Expert Committee on Drugs Liable to Produce Addiction

Sections

1. RESOLUTIONS OF THE UNITED NATIONS ECONOMIC AND SOCIAL COUNCIL
2. GENERAL VIEWS ON EXPERIMENTAL AND CLINICAL WORK ON ADDICTION-PRODUCING DRUGS
3. MORPHINE AND ITS DERIVATIVES
4. SYNTHETIC SUBSTANCES WITH MORPHINE-LIKE EFFECT
5. INTERNATIONAL NON-PROPRIETARY NAMES
6. MASTICATION OF THE COCA LEAF
7. CANNABIS SATIVA L.

Details

Pages: 44 to 47
Creation Date: 1954/01/01

Expert Committee on Drugs Liable to Produce Addiction

Fourth report

The Expert Committee on Drugs Liable to Produce Addiction held its fourth session in Geneva from 22 to 27 June 1953.

1. RESOLUTIONS OF THE UNITED NATIONS ECONOMIC AND SOCIAL COUNCIL

The committee noted the resolutions taken by the United Nations Economic and Social Council on 22, 27, and 28 May 1952,1 particularly the resolution concerning the control of synthetic narcotic drugs, in which the Council thanked WHO and other bodies concerned for the vigilance they had exercised with regard to these substances and endorsed their recommendations. The committee was glad to learn that the Council had requested the Secretary-General of the United Nations to draw the attention of governments to the desirability of bringing synthetic addiction-producing drugs under national legislation (if this is not already their practice) as soon as such drugs appear.

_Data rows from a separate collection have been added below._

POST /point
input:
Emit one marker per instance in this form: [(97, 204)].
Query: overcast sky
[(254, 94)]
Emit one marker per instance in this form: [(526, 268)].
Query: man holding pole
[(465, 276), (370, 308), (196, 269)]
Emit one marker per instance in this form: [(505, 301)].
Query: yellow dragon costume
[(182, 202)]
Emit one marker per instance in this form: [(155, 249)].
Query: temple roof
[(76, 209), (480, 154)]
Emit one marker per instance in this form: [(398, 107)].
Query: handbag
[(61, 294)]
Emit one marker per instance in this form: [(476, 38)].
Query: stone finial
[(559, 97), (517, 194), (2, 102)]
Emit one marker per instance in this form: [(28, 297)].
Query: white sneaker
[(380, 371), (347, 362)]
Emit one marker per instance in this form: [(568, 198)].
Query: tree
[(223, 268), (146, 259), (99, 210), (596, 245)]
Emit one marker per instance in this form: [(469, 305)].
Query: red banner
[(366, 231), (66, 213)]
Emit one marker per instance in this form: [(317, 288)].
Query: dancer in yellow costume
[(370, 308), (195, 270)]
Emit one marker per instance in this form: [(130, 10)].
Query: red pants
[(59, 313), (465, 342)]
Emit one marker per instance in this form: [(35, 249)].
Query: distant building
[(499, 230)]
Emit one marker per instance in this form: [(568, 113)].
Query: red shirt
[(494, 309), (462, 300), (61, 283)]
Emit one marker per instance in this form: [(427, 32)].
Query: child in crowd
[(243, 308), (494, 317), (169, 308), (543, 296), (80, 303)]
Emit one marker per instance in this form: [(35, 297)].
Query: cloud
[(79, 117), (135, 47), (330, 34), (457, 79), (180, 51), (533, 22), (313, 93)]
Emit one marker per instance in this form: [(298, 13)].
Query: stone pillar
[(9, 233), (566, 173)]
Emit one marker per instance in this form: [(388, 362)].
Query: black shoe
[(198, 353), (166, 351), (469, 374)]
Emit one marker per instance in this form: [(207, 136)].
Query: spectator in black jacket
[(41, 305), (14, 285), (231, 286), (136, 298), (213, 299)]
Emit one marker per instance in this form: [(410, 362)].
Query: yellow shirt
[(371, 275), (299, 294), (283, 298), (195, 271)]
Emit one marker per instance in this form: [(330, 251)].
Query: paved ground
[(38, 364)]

2. GENERAL VIEWS ON EXPERIMENTAL AND CLINICAL WORK ON ADDICTION-PRODUCING DRUGS

The committee referred to the statement made at its second session 2 concerning the inadequacy of medical research on drug-addiction problems. However, the committee drew attention to, and commended the work done by, the Committee on Drug Addiction and Narcotics of the National Research Council, Washington, D.C., which promotes research, both governmental and private, on many aspects of addiction. At the same time, note was taken of the lack everywhere of any adequate means of ascertaining the incidence of addiction, including that arising from the legitimate medical use of potentially addicting drugs. The committee again recommended that governments be urged to consider the desirability of setting up, or adding to, facilities for investigating the various aspects of drug addiction, particularly because of the rapidly accumulating number of synthetic substances with morphine-like effect.

1

United Nations, Economic and Social Council (1952) Economic and Social Council, Official Records, Fourteenth Session, 20 May1 August 1952, Resolutions, Supplement No. 1, New York, p. 28 (document E/2332).

2

World Health Organization, Techn. Rep. Ser. 1950, 21, 8 (section 6.5).

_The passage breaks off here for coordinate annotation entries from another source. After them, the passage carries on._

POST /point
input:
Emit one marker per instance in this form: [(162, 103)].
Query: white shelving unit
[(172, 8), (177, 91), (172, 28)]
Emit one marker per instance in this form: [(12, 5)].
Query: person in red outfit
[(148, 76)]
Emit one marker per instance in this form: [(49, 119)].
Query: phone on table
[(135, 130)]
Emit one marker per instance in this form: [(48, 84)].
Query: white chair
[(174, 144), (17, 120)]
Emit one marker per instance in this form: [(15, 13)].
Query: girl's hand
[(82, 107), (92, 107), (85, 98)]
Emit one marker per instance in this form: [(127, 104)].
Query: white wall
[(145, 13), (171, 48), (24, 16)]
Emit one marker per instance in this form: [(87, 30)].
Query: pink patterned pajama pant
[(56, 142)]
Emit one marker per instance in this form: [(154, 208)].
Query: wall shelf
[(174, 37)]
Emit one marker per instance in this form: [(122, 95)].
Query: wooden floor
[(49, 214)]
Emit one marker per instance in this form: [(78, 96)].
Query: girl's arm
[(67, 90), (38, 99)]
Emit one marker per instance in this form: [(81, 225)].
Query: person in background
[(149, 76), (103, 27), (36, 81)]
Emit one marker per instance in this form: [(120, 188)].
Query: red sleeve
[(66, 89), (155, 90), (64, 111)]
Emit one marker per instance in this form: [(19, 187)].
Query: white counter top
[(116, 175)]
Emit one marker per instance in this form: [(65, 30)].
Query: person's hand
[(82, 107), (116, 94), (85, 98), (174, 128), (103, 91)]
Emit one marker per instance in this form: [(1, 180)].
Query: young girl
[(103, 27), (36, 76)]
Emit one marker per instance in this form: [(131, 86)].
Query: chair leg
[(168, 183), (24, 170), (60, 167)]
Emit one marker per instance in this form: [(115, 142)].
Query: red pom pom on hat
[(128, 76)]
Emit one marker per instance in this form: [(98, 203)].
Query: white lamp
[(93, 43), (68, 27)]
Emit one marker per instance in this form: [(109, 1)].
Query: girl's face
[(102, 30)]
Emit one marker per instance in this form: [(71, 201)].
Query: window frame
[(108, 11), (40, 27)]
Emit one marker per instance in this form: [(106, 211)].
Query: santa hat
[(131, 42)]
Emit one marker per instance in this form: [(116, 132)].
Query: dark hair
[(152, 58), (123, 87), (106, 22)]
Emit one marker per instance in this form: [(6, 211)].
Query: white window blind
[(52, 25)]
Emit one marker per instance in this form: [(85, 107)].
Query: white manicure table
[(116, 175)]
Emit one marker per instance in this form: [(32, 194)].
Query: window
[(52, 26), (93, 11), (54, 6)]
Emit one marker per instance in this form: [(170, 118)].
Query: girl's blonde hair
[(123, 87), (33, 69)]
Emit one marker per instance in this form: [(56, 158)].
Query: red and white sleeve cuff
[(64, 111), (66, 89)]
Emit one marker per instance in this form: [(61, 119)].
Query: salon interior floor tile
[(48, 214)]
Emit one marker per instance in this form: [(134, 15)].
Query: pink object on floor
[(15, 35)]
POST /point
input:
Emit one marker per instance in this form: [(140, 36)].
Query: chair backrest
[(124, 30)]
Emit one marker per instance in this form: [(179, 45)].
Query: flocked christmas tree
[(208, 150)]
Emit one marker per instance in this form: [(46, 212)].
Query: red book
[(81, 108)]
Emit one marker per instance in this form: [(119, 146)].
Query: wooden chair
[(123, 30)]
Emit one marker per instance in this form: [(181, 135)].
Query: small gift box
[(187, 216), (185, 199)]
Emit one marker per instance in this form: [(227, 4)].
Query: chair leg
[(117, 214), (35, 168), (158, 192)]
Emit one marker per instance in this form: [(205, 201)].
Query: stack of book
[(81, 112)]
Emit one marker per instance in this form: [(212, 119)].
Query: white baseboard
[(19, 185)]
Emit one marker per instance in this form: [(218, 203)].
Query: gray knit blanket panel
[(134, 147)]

3. MORPHINE AND ITS DERIVATIVES

  1. The structure of morphine

    The committee considered at length the various proposals for the best means of characterizing the structural configuration of morphine and chemically related substances. The suggestions are essentially of two types, the one basing the structure upon the phenanthrene and the other upon the isoquinoline nucleus. Each of these is scientifically correct and feasible for particular purposes. The committee was of the opinion, however, that the characterization based on phenanthrene is preferable for classification of addiction-producing drugs, since it permits of essential differentiation between (1) morphine and chemically morphine-like alkaloids, such as those described in the 1931 Convention as "the phenanthrene alkaloids of opium", and (2) the other opium alkaloids, papaverine, etc., which contain an isoquinoline but not a phenanthrene nucleus. Therefore, the Expert Committee on Drugs Liable to Produce Addiction recommended that the procedure now in use with respect to morphine and related alkaloids, namely, their description in relation to the phenanthrene nucleus, be continued in documentation on international control of addiction-producing drugs.

  2. The conversion of codeine and ethylmorphine into morphine

    The committee, recognizing that some degree of conversion of codeine to morphine had been accomplished, was of the opinion that there should be no relaxation in the control of codeine, and that, in the formulation of any future agreement concerning the control of this substance, the possibility of its conversion into morphine should be taken into account.

    Furthermore, it was accepted that conversion of ethylmorphine to morphine should be possible with no greater difficulty than the conversion of codeine to morphine. Therefore, the statements with respect to control of codeine apply equally to control of diacetylmorphine.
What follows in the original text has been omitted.